Bras Farm was opened by his great-grandparents in 1918 with a herd of only eight cows. Now, they have grown to a herd of 70 Fleckvieh cattle and 45 hectares of open air fields where they grow maize and high protein pasture hay.
Walvoort explains his cattle and milk production weren’t the only affected area of his farm this summer. “The decreased rain meant we could only get one cut of hay, where we normally get three or five, that has almost eliminated our feed supply for the cows through until next season,” he said.
Without the average production of milk and decreased crop yield, Walvoort’s annual earnings have been lower, likely forcing him to buy feed for the cattle as his supply will run out. Come springtime, purchasing cow feed will be an expensive endeavor with the lower supply and higher demand throughout Europe.
A press release from COPA European Farms explains that the total production of cereal grain, such as wheat, has decreased by 4.4% this year as compared to 2021. As a result of lower yields, cereal grain production is estimated to decline from last year’s 129.2 million tonnes, to 123.4 million tonnes. They indicate that this is merely the beginning of the decreased yields to come.
The heatwaves this summer arrived as the Dutch government proposed its plan to half the country’s livestock in an attempt to limit agricultural pollution. The proposal, outlined in July, resulted in many dairy farmers protesting by blocking major roads throughout the country with tractors.
“I joined the road blockades five times this year.

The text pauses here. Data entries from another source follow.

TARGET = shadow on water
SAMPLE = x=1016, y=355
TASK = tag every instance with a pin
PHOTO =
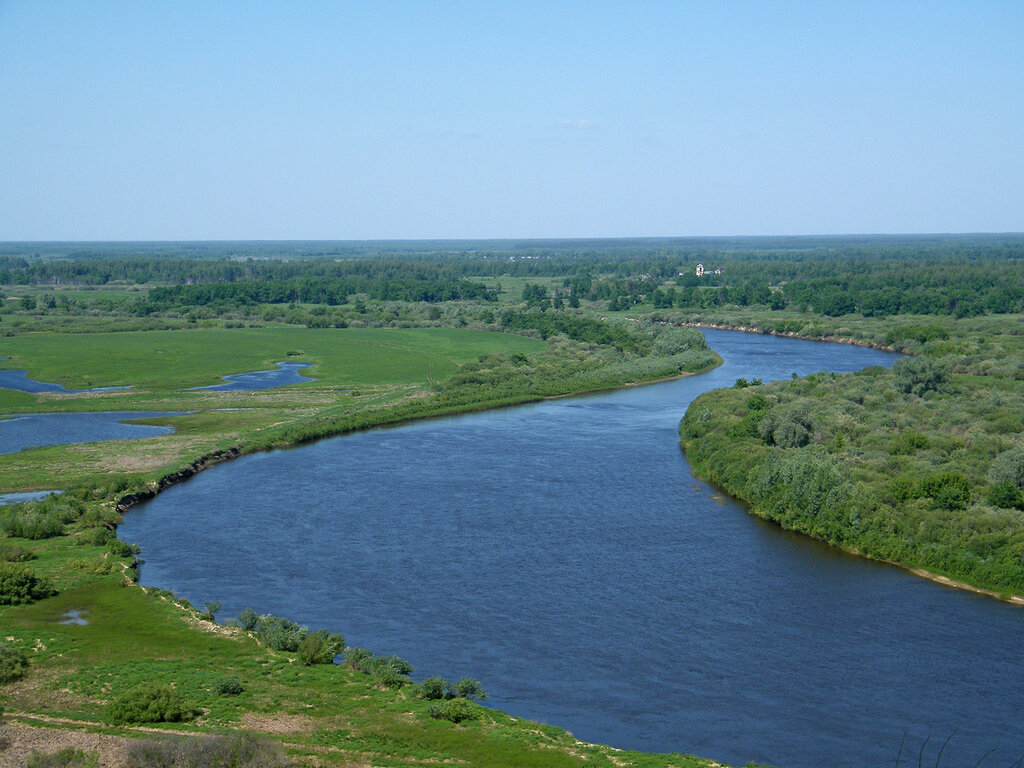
x=563, y=553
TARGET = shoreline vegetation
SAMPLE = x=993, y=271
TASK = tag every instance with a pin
x=922, y=466
x=886, y=465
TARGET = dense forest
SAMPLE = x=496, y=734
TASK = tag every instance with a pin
x=961, y=276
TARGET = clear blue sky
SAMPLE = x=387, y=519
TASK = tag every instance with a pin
x=147, y=120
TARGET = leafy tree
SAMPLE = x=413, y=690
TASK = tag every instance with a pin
x=248, y=619
x=211, y=607
x=229, y=686
x=1006, y=495
x=13, y=664
x=919, y=375
x=18, y=585
x=434, y=688
x=470, y=688
x=150, y=702
x=1009, y=467
x=321, y=647
x=456, y=710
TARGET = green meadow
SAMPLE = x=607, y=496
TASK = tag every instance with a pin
x=322, y=714
x=175, y=359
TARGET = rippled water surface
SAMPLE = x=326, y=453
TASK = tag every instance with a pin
x=563, y=554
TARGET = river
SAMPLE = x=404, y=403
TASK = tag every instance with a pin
x=563, y=554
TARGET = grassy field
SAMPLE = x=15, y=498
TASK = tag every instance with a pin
x=895, y=465
x=324, y=714
x=177, y=359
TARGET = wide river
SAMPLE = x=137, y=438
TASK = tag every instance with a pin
x=563, y=554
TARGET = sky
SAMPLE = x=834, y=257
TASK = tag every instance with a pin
x=219, y=120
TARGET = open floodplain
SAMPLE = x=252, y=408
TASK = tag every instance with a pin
x=562, y=551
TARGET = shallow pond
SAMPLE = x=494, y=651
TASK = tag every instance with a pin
x=287, y=373
x=563, y=554
x=19, y=431
x=19, y=380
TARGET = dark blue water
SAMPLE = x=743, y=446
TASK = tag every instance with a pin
x=563, y=554
x=287, y=373
x=20, y=431
x=19, y=380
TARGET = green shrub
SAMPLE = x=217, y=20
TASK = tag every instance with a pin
x=123, y=549
x=676, y=340
x=467, y=687
x=784, y=430
x=908, y=442
x=356, y=657
x=19, y=586
x=434, y=688
x=948, y=491
x=150, y=702
x=455, y=710
x=10, y=552
x=1006, y=495
x=919, y=375
x=281, y=634
x=237, y=751
x=229, y=686
x=321, y=647
x=13, y=664
x=1009, y=467
x=391, y=672
x=98, y=537
x=248, y=619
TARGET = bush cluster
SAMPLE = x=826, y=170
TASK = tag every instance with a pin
x=455, y=710
x=237, y=751
x=18, y=585
x=13, y=664
x=150, y=702
x=439, y=688
x=390, y=672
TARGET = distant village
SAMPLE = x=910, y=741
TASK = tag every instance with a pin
x=700, y=270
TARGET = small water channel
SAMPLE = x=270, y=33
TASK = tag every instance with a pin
x=18, y=380
x=563, y=554
x=287, y=373
x=20, y=431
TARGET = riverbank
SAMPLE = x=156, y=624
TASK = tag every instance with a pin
x=886, y=474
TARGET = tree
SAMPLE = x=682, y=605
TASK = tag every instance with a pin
x=919, y=375
x=212, y=606
x=1009, y=468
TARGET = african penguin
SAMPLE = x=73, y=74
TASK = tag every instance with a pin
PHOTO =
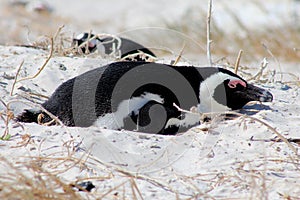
x=113, y=45
x=141, y=96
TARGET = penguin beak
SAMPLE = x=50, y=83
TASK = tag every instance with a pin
x=253, y=93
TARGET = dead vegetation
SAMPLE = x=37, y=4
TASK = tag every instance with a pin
x=34, y=179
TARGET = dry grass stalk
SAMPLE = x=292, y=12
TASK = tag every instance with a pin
x=237, y=62
x=43, y=66
x=263, y=66
x=9, y=116
x=180, y=55
x=208, y=33
x=275, y=59
x=252, y=118
x=32, y=183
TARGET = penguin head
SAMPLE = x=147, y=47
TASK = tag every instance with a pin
x=224, y=90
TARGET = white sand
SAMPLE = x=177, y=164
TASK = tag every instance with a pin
x=234, y=159
x=220, y=163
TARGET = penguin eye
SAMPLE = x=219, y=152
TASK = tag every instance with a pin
x=238, y=84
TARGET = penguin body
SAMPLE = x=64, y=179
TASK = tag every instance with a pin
x=118, y=46
x=141, y=96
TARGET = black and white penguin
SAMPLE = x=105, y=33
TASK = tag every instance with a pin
x=141, y=96
x=118, y=46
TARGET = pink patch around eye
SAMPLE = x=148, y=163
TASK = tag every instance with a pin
x=234, y=83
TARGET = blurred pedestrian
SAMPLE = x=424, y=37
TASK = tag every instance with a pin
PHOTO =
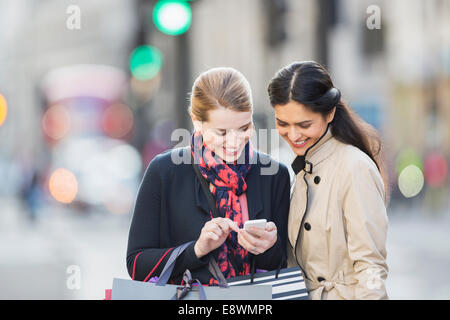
x=171, y=209
x=337, y=222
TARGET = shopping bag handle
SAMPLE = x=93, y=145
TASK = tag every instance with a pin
x=187, y=287
x=168, y=268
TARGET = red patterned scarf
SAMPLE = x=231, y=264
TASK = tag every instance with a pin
x=228, y=182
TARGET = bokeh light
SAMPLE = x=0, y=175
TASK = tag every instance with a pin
x=406, y=157
x=145, y=62
x=63, y=185
x=3, y=109
x=56, y=122
x=411, y=181
x=435, y=169
x=172, y=17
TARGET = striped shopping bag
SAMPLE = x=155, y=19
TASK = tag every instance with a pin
x=289, y=285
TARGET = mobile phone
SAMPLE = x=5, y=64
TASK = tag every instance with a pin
x=258, y=223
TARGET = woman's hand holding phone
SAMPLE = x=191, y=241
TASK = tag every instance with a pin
x=258, y=240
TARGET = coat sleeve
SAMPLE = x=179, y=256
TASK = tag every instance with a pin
x=146, y=257
x=276, y=256
x=366, y=225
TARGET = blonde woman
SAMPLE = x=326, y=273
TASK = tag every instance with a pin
x=337, y=222
x=171, y=209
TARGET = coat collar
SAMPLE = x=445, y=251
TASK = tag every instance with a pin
x=253, y=193
x=315, y=154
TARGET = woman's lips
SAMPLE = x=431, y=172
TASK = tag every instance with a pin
x=300, y=144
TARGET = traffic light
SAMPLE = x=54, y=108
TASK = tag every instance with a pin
x=172, y=17
x=145, y=62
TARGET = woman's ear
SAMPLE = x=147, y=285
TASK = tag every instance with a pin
x=330, y=116
x=196, y=123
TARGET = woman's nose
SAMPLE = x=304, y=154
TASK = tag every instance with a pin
x=234, y=139
x=294, y=134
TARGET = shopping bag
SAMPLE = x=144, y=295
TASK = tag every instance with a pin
x=124, y=289
x=289, y=285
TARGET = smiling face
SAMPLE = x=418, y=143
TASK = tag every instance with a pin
x=226, y=132
x=300, y=126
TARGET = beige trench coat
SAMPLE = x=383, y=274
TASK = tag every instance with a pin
x=338, y=223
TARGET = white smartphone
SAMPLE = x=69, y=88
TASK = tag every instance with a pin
x=258, y=223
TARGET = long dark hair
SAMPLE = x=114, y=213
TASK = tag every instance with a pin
x=309, y=83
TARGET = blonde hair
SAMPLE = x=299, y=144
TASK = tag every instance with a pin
x=220, y=87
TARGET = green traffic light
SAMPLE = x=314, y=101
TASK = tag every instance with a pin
x=145, y=62
x=172, y=17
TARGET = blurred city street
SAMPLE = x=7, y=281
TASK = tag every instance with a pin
x=35, y=259
x=92, y=91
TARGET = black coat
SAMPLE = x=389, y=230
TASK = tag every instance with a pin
x=171, y=209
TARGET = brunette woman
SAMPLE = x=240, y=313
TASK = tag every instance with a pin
x=337, y=221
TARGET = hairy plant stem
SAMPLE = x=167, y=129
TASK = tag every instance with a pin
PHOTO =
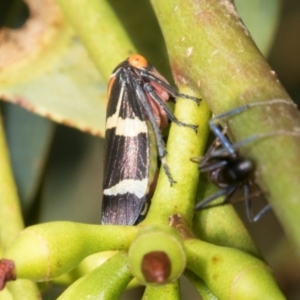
x=221, y=60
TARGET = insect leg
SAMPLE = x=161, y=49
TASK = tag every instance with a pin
x=150, y=90
x=217, y=131
x=173, y=92
x=227, y=191
x=162, y=152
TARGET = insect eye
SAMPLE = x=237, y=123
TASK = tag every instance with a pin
x=138, y=61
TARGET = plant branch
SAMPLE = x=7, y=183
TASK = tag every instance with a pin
x=220, y=59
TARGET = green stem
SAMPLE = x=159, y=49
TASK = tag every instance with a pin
x=220, y=225
x=39, y=251
x=230, y=273
x=11, y=222
x=220, y=58
x=200, y=286
x=101, y=32
x=183, y=143
x=169, y=291
x=105, y=282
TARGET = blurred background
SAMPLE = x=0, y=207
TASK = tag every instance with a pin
x=58, y=169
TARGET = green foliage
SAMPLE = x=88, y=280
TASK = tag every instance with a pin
x=212, y=55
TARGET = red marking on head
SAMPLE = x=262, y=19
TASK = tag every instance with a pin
x=138, y=61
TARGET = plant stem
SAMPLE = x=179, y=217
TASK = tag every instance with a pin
x=101, y=32
x=221, y=60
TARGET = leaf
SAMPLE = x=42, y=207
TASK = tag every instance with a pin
x=50, y=72
x=261, y=18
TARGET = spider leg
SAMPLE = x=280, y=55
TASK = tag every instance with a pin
x=226, y=191
x=248, y=205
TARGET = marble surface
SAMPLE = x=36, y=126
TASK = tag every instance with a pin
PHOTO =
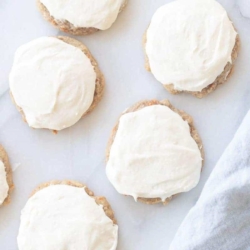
x=79, y=152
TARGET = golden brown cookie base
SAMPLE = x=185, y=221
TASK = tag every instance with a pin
x=5, y=159
x=99, y=200
x=185, y=117
x=99, y=84
x=222, y=78
x=66, y=26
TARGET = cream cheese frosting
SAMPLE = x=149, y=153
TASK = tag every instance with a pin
x=4, y=187
x=189, y=43
x=100, y=14
x=153, y=154
x=64, y=217
x=52, y=82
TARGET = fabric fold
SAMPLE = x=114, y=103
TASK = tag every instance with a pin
x=220, y=220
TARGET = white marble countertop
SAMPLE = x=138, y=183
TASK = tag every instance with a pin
x=79, y=152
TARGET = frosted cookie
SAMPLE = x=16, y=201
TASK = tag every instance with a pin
x=54, y=82
x=154, y=153
x=6, y=182
x=191, y=46
x=67, y=215
x=81, y=17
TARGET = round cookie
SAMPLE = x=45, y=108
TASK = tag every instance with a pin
x=121, y=176
x=191, y=46
x=81, y=20
x=67, y=215
x=70, y=82
x=6, y=183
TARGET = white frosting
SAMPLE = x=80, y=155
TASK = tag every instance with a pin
x=53, y=82
x=4, y=187
x=63, y=217
x=153, y=154
x=189, y=42
x=100, y=14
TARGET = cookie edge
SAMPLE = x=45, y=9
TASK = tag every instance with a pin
x=100, y=200
x=185, y=117
x=68, y=27
x=9, y=177
x=99, y=84
x=222, y=78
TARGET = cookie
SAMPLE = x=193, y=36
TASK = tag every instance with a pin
x=191, y=46
x=54, y=82
x=83, y=17
x=6, y=183
x=147, y=137
x=67, y=215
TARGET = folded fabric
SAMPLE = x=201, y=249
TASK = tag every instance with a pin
x=220, y=220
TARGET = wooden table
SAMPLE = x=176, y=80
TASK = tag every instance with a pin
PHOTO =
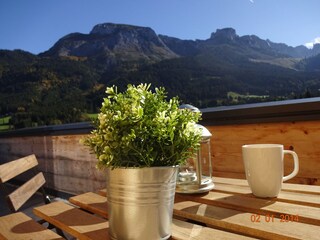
x=229, y=211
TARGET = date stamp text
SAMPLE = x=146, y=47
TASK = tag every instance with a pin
x=283, y=218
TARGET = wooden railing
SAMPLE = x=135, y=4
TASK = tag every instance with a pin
x=69, y=166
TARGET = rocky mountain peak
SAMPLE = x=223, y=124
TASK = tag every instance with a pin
x=225, y=34
x=113, y=28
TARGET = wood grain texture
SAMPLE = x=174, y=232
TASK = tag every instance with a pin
x=25, y=192
x=13, y=168
x=76, y=222
x=19, y=226
x=302, y=137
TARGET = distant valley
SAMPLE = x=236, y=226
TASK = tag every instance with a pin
x=67, y=82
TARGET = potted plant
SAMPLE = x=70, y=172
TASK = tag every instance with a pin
x=140, y=138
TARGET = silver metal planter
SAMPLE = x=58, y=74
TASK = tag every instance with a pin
x=140, y=202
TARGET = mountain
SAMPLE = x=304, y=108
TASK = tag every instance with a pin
x=115, y=43
x=69, y=79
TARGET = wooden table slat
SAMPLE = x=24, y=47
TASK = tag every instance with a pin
x=290, y=187
x=239, y=202
x=19, y=226
x=76, y=222
x=284, y=196
x=242, y=222
x=229, y=211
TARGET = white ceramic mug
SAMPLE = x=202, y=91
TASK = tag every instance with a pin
x=264, y=168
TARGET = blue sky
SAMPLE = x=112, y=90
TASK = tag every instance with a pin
x=35, y=25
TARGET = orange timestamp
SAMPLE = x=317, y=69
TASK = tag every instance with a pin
x=256, y=218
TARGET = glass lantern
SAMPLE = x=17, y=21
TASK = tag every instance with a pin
x=196, y=175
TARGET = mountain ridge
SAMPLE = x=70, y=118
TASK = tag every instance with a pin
x=68, y=80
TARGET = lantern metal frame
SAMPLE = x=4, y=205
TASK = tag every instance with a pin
x=198, y=183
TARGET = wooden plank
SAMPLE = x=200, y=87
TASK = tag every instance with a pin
x=262, y=227
x=289, y=197
x=306, y=214
x=97, y=204
x=77, y=223
x=12, y=169
x=74, y=221
x=23, y=193
x=183, y=230
x=303, y=137
x=290, y=187
x=103, y=192
x=91, y=202
x=19, y=226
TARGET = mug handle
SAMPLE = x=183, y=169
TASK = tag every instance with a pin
x=296, y=165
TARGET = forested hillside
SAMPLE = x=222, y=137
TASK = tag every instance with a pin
x=68, y=81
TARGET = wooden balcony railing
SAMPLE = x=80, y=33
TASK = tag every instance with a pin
x=70, y=168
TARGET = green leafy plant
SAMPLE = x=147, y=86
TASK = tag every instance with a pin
x=140, y=128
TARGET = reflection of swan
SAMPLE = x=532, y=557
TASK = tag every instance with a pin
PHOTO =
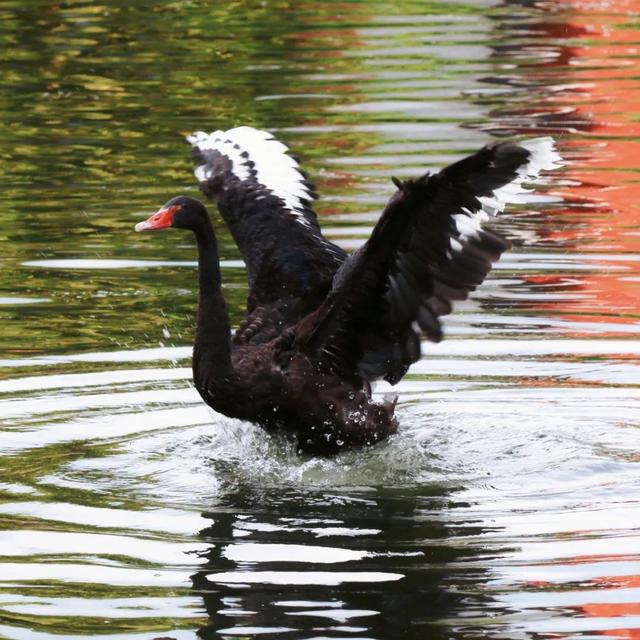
x=320, y=325
x=304, y=560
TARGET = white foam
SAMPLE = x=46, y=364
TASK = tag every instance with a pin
x=273, y=167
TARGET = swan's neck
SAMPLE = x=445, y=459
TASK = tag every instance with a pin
x=212, y=348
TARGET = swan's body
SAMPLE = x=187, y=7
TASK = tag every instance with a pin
x=321, y=325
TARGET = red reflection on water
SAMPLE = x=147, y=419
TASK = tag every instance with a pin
x=593, y=90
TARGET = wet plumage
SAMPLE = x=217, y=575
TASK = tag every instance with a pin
x=321, y=326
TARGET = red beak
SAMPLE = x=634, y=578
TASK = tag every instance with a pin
x=159, y=220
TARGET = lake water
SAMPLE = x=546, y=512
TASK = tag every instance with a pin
x=508, y=506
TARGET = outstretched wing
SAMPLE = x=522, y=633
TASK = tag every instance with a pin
x=427, y=250
x=265, y=200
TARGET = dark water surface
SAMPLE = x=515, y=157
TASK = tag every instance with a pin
x=508, y=506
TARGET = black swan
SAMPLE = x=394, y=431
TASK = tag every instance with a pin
x=322, y=325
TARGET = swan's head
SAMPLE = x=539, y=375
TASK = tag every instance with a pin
x=182, y=212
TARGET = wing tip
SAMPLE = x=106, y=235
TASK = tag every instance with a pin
x=543, y=155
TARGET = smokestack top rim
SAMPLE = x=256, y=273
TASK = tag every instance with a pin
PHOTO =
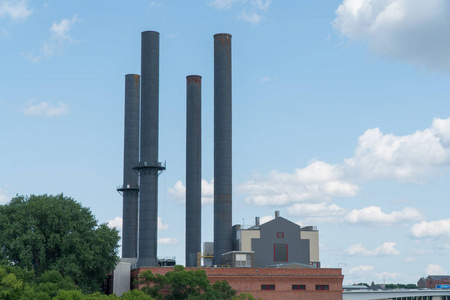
x=193, y=76
x=149, y=31
x=222, y=34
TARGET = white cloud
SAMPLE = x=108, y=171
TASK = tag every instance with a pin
x=116, y=223
x=387, y=248
x=435, y=270
x=178, y=191
x=410, y=158
x=373, y=215
x=6, y=194
x=59, y=36
x=414, y=31
x=433, y=229
x=168, y=241
x=409, y=259
x=61, y=30
x=315, y=210
x=14, y=9
x=317, y=182
x=45, y=109
x=161, y=225
x=360, y=270
x=406, y=158
x=266, y=219
x=251, y=17
x=250, y=11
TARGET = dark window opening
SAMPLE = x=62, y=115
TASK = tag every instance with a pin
x=322, y=287
x=267, y=286
x=299, y=287
x=280, y=253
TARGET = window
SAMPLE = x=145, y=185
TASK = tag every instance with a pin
x=267, y=286
x=280, y=252
x=298, y=287
x=322, y=287
x=243, y=261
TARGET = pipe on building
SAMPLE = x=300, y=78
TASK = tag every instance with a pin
x=222, y=147
x=193, y=168
x=149, y=166
x=130, y=187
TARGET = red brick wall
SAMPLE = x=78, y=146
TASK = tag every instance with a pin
x=431, y=284
x=249, y=280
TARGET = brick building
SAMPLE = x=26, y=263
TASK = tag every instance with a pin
x=434, y=281
x=274, y=283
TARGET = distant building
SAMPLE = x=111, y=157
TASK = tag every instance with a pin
x=434, y=282
x=278, y=241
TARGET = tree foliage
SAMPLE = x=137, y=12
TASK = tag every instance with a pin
x=57, y=233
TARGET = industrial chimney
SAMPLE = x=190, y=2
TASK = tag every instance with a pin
x=222, y=146
x=193, y=168
x=149, y=167
x=130, y=187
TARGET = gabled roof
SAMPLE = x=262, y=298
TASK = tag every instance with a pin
x=278, y=221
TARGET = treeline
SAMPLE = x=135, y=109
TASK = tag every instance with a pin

I have already built a more sustainable farming operation on the government’s request,” he said, “if I lose half my herd and half my production I might be forced to stop farming,” Walvoort explains.
In 2016 Bras farms built a new barn, including solar panels, a milking robot, and an air filtration system as per the government’s request.
“The modern barn has a ventilation system that filters out nitrogen and ammonia, keeping it from entering the air outside,” he said, “I needed to include these systems to get the building permit,” he continued.
As inflation raises the prices internationally, farming has only become more difficult. Walvoort says he recognises the importance of sustainability requirements for farmers as a major contributor to global climate change, yet he feels he must continue to fight for his livelihood as inflation rates continue to increase the cost of living.
“Producing at 60% to the normal rate is difficult, having to cut that in half again is impossible” he concluded.